The rocky main street, just about demolished since the hurricanes, has been hollowed out by greenish ditches where mosquitoes nest. The mayor, a plump griffe3 with a taste for women and liquor, has other fish to fry. The decaying street is not among his preoccupations. He whiles away his time at the corner grocer’s, Mme Potiron, a grimelle4 who sells clairin5 infused with herbal aphrodisiacs. Beggars shivering with fever squat beside the ditches and cup their hands in the stinking water to drink it. In the narrow streets, some dilapidated shacks, holding on as well as they can atop their nearly ruined foundations, shelter suspect-looking families with hollow cheeks. A few poets hunted by the cops—who don’t trust what they call “the intellectuals”—also live there. The police are worried for nothing, since we have become as gentle as lambs and more cautious than turtles. Our endless civil wars have ages ago become the stuff of epic legend, regarded with a smile by our youth.
In the midst of this squalor, the prefect lives in style in his villa. He does not earn much, but he is rich.
“The good Lord has punished you,” he sighs when beggars hold out their hands.

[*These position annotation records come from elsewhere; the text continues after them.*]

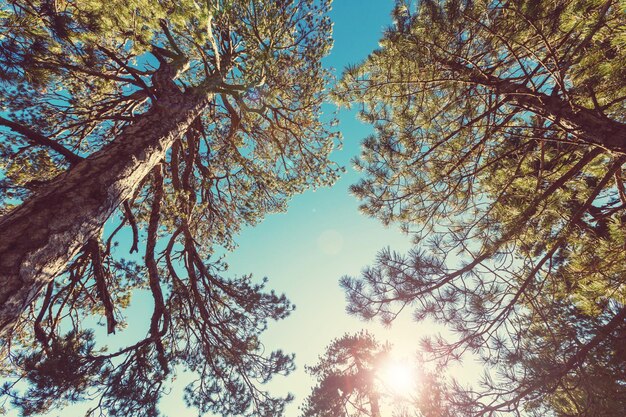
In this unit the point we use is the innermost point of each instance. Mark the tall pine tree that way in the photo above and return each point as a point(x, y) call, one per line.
point(177, 123)
point(499, 143)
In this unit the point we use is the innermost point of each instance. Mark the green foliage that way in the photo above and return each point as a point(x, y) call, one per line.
point(491, 120)
point(349, 384)
point(79, 73)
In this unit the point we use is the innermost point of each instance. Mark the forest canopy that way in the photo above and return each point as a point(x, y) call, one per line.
point(499, 146)
point(171, 124)
point(138, 138)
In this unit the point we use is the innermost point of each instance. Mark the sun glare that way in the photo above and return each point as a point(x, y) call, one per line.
point(399, 378)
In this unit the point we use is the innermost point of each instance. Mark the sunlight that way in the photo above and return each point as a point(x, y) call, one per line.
point(399, 378)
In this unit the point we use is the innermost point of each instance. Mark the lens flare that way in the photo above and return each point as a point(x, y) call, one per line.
point(399, 378)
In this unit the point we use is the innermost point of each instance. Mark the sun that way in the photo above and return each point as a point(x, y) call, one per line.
point(398, 377)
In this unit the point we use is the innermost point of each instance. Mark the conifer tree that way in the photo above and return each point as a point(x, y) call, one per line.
point(173, 123)
point(499, 144)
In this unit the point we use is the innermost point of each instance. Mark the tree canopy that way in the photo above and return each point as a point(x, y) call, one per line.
point(499, 145)
point(351, 383)
point(178, 123)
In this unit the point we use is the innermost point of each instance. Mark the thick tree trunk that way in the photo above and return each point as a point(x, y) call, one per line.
point(40, 237)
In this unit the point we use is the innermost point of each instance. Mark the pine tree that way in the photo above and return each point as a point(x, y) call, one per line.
point(172, 123)
point(499, 144)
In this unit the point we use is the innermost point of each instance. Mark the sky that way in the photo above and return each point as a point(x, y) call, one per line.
point(320, 238)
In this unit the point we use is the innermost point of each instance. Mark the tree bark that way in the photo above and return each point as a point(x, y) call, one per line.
point(42, 235)
point(588, 125)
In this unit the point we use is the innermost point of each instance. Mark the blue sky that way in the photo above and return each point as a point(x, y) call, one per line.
point(320, 238)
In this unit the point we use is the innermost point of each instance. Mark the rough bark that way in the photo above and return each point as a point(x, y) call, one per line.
point(42, 235)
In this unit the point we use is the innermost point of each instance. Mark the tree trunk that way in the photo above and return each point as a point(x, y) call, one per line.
point(42, 235)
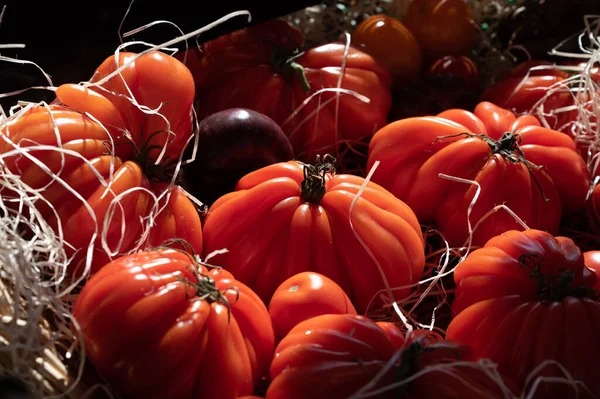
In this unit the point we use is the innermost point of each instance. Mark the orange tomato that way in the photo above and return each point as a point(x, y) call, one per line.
point(391, 43)
point(442, 27)
point(303, 296)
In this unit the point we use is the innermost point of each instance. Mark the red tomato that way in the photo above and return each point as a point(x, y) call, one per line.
point(391, 43)
point(256, 68)
point(335, 356)
point(515, 290)
point(393, 333)
point(330, 357)
point(456, 65)
point(98, 172)
point(592, 261)
point(413, 153)
point(290, 217)
point(303, 296)
point(156, 325)
point(522, 89)
point(442, 27)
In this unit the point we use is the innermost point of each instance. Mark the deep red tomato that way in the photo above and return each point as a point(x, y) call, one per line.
point(336, 356)
point(521, 90)
point(393, 333)
point(592, 261)
point(258, 68)
point(525, 298)
point(456, 65)
point(112, 152)
point(413, 153)
point(391, 43)
point(156, 325)
point(330, 357)
point(442, 27)
point(303, 296)
point(290, 217)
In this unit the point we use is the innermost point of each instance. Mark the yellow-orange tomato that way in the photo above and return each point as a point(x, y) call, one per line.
point(303, 296)
point(387, 39)
point(442, 27)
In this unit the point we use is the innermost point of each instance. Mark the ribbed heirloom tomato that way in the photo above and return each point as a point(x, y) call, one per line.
point(259, 68)
point(158, 325)
point(303, 296)
point(526, 298)
point(290, 217)
point(534, 171)
point(350, 357)
point(390, 42)
point(102, 149)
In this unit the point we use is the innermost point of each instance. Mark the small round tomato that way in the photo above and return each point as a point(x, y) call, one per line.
point(442, 27)
point(456, 65)
point(303, 296)
point(390, 42)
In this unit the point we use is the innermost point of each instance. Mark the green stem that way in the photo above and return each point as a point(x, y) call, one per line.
point(553, 288)
point(313, 185)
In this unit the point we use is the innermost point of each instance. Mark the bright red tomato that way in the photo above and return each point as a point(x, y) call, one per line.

“The good Lord is unhappy with you,” Father Paul echoes from his pulpit. “You are giving in to superstition. You practice voodoo. God has punished you.”
In the thirty years he has lived in this country and fought this religion, he hasn’t yet understood that nothing will ever uproot it. In order not to believe in it, in order not to seek the protection of the gods, one has to free oneself once and for all of everything, one has to shake the yoke of any divinity and count only on one’s own strength. Which I have done. But how can you stop this ignorant people from clinging to something they see as a life raft, when even its representatives, when even my own father, the Parisian mulatto, served his loas6 regularly.